The purpose of the hearing — indeed, the point of manufacturing a Solyndra investigation in the first place — is to embarrass the president. That’s how Washington works in the modern age: the party out of power gins up phony scandals aimed at hurting the party in power.
Undoubtedly, the Solyndra “scandal” will draw a little blood: there are some embarrassing e-mails showing the White House pushing to get the deal done quickly so it could tout Solyndra’s green jobs as part of the stimulus package.
But if we could just stop playing gotcha for a second, we might realize that federal loan programs — especially loans for innovative energy technologies — virtually require the government to take risks the private sector won’t take. Indeed, risk-taking is what these programs are all about. Sometimes, the risks pay off. Other times, they don’t. It’s not a taxpayer ripoff if you don’t bat 1.000; on the contrary, a zero failure rate likely means that the program is too risk-averse. Thus, the real question the Solyndra case poses is this: Are the potential successes significant enough to negate the inevitable failures?
I have a hard time answering “no.” Most electricity today is generated by coal-fired power plants, operated by monopoly, state-regulated utilities. Because they’ve been around so long, and because coal is cheap, these plants have built-in cost advantages that no new technology can overcome without help. The federal guarantees help lower the cost of capital for technologies like solar; they help spur innovation; and they help encourage private investment. These are all worthy goals.
To say “no” is also to cede the solar panel industry to China, which last year alone provided some $30 billon in subsidies for its solar industry. Over all, the American solar industry is a big success story; it now employs more people than either steel or coal, and it’s a net exporter.
But solar panel manufacturing — a potential source of middle-class jobs, and an important reason the White House was so high on Solyndra, which made its panels in Fremont, Calif. — is another story. Not so long ago, China made 6 percent of the world’s solar panels. Now it makes 54 percent, and leads the world in solar panel manufacturing. Needless to say, the U.S. share of the market has shrunk. The only way America can manufacture competitive solar panels is to come up with innovative technologies that the Chinese can’t replicate. Like, for instance, Solyndra’s.
At the hearing on Friday, several of the Republican congressmen boasted that, in passing the continuing resolution to keep the government running the day before, they had succeeded in slashing the program that had made the loan to Solyndra. It’s true: of the $4 billion that remained in the program, $1.5 billion was cut.
But the real winner isn’t the American taxpayer or even the House Republicans. It’s the Chinese solar industry.
The GOP is intent on playing politics and engaging in demagogy with the Solyndra failure, rather than learning how better to target investment to build the domestic solar industry and keep it competitive.
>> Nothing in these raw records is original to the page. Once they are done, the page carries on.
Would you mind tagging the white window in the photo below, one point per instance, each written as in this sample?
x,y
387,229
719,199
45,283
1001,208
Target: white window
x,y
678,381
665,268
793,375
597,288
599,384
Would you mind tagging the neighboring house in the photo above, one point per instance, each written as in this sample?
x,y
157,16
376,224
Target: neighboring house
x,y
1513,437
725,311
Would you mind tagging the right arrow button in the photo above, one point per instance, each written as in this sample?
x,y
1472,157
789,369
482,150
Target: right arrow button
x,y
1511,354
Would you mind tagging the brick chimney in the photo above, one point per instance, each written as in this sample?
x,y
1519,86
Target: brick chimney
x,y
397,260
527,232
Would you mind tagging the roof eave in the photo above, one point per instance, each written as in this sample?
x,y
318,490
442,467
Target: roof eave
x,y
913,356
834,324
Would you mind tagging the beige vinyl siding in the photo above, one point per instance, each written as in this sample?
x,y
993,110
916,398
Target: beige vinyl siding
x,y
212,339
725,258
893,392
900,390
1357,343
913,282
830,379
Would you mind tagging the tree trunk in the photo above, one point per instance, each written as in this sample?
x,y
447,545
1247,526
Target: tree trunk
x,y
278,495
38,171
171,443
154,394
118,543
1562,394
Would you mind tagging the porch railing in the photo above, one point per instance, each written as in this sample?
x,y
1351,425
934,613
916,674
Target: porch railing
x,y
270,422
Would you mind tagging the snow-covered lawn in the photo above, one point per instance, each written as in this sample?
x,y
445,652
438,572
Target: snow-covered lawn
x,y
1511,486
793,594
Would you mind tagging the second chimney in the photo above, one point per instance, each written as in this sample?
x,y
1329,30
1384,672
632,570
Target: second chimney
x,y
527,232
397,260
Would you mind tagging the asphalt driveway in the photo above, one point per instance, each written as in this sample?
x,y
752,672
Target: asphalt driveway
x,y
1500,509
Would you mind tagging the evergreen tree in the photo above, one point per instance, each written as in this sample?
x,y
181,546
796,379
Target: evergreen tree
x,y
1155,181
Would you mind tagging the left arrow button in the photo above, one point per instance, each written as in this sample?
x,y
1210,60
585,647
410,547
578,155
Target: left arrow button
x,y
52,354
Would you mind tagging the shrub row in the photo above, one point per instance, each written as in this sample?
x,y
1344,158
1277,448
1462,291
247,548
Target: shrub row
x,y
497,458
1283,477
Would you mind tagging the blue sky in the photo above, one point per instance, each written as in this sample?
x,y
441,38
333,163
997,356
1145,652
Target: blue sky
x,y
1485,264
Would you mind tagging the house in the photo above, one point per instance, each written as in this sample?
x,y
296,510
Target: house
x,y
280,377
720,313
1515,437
At this stage of development, the government should be playing a constructive role and assist the growth of our green, solar energy sector like...uh...the Chinese government is doing for their own.
A New York Times article on the changing solar industry earlier this month noted that:
Really the reason that countries like China are able to sell product at lower cost is they have cheaper access to capital," because of government investments.
Incentives from the U.S. government might be hard to hold on to and gaining new ones all but impossible with the partisan battles in Congress over spending and "green jobs."